Wright and the Mets have seemingly come to the same crossroads. They make diving plays and they boot routine grounders. They hit opposite-field home runs and they strike out with the bases loaded. They win a game and lose a game, win two and lose two. Despite the surplus of veterans on the Mets’ roster, the club is still in the formative stages, with its future shaped around Wright and the 21-year-old shortstop Jos? Reyes.


That’s the reason why Rhon Wright asks his son David to find a less-expensive apartment and go without a new car, why he wants him to meet his neighbors and remember Mother’s Day, why he reminds him to sign autographs and never snap his bat after strikeouts. Wright’s parents used to ground him for bringing home C’s or telling them that he had cleaned up his room when he had not. Now, they ground him in other ways.


“He’s got to deal with it,” Floyd said. “All of it. It’s good for him. And the better he does, the more I am going to give him to do. He will carry all my bags as long as I’m here. I read his fan mail sometimes – girls are asking to marry him – and it makes me sick. One of these days, I swear I’m going to smack him.”


No one in the Mets’ clubhouse takes more ribbing than Wright, but as a twist, he actually gives it back, in a way that can be goofy enough to be charming. When Doug Mientkiewicz reported to spring training, Wright welcomed him to the team by saying: “Oh, so you’re the Gold Glove first baseman.” For a moment, Mientkiewicz did not know if Wright was being serious or sarcastic.

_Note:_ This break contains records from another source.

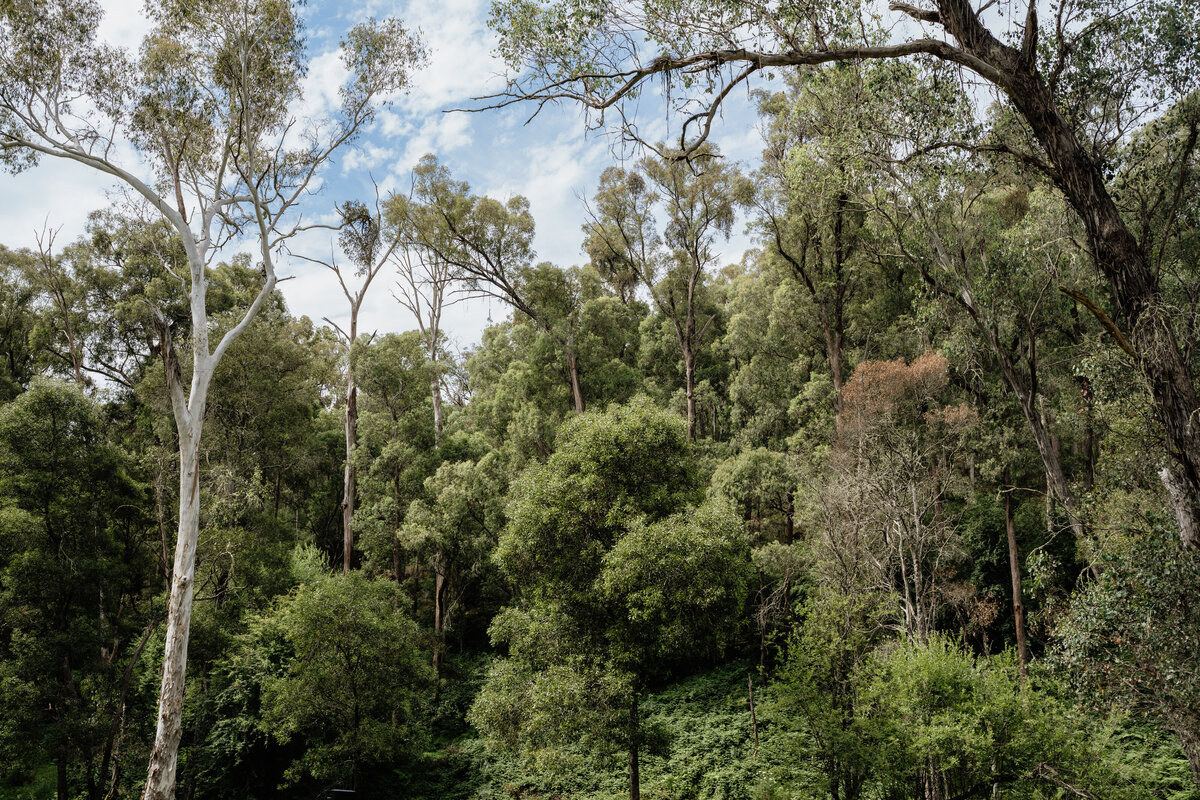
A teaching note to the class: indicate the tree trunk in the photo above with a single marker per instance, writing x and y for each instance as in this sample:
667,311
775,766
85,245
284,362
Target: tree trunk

“He portrays this image of being the guy every mom wants to take home to her daughter, but he really isn’t all milk and cookies,” Mientkiewicz said. “He is kind of cocky, but not so cocky that he would ever seem arrogant. The Mets are extremely lucky to have him. They can promote him in front of 6-year-olds and 60-year-olds and it’s all smiles. You can send him to Chuck E. Cheese or a Fortune 500 company and he’ll blend right in.”


When Mientkiewicz looks across the clubhouse at Wright, he sees himself from a few years ago. He, too, was in that idyllic place between prospect and player, between rookie and veteran, making the major league minimum, exceeding expectations by walking onto the field. Then came arbitration and trade rumors, a prolonged slump and an organizational shift, a wife and a baby. Baseball can get more complicated than the greeting cards Wright signs in the clubhouse and the gallons of milk his family always keeps in the refrigerator.


“Right now, everything is perfect,” Mientkiewicz said. “He’s young, he’s single and he’s good-looking. Everybody loves him and the world is at his feet. I remember how that felt and I still sometimes ask myself, ‘Where did it go?’ But one day you feel this switch and everything changes, and it’s never the same again. I only wonder how he will handle that. I think he’ll be fine, but it will be different.”


Wright may eventually stop calling his parents to apologize for on-field outbursts. He may have to go without home-cooked dinners delivered by his teammates’ wives. His Rockwellian image could morph into something more complex.


But Wright insists that he will fundamentally be the same a decade from now, even after any All-Star selections and long-term contracts and appearances on gossip pages. If he is wrong, there is reason to fear that Floyd will come looking for him.


Wright said: “The perception people have of you might change at some point because right now, you’re young and you don’t get millions of dollars, and if you make a mistake, they say it’s just part of the growing process. But I know that, whatever happens, it won’t ever change the person I am. It won’t change me.”